Source : NASA/Laboratoire de physique appliquée de l’Université Johns Hopkins/Institut de recherche du sud-ouest
Entre autres études, New Horizons a pris des images fréquentes d’objets éloignés de la ceinture de Kuiper, recueillant des informations sur leurs formes et leurs propriétés de surface. Le vaisseau spatial analyse également la poussière dans la ceinture de Kuiper – des données qui peuvent éclairer la fréquence à laquelle les roches spatiales entrent en collision les unes avec les autres.

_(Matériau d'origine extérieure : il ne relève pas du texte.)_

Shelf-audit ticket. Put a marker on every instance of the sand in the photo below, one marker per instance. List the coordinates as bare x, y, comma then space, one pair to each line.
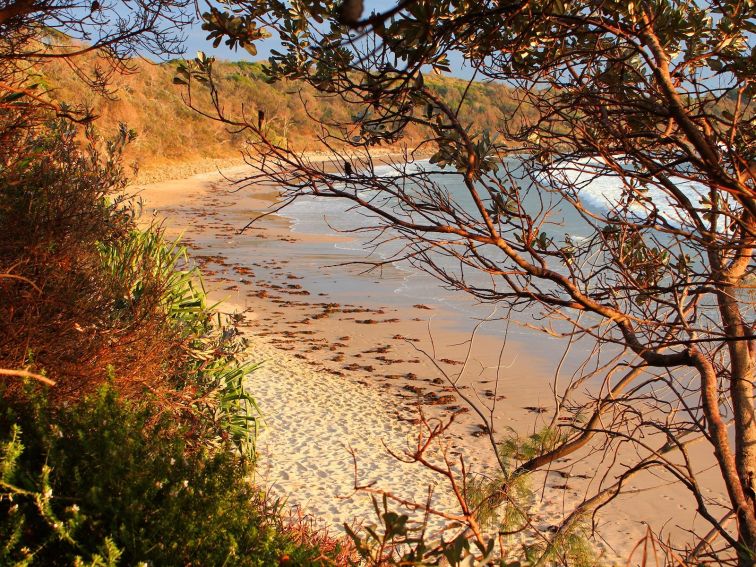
343, 367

Ces dernières années, les engins spatiaux ont commencé à élargir leur champ d’action. En astrophysique, l’emplacement de New Horizons lui permet d’étudier plusieurs types de lumière de fond qui imprègnent le système solaire. Et en physique solaire, des études en cours et à venir explorent les flots de particules chargées émises par le soleil. « C’est très précieux en combinaison avec Voyagers », déclare Stamatios Krimigis, un astrophysicien et le seul scientifique à avoir participé à des missions sur toutes les planètes du système solaire et Pluton.
New Horizons, qui a coûté 780 millions de dollars pour construire, lancer et survoler Pluton, coûte actuellement à la NASA environ 10 millions de dollars par an. Fox et Glaze ont dit nature que la décision de déplacer la mission loin de la science planétaire n’était pas motivée par des problèmes budgétaires, tels que ceux qui ont retardé la mission Vénus et soulevé des inquiétudes quant au coût de retour d’un échantillon de Mars.
Les deux ont également déclaré que si un objet de la ceinture de Kuiper était découvert que New Horizons pouvait atteindre, la NASA serait ouverte à en discuter, même si la mission est déjà déplacée vers l’héliophysique. Stern et son équipe continuent de chercher une cible qui volera au moment de leur départ.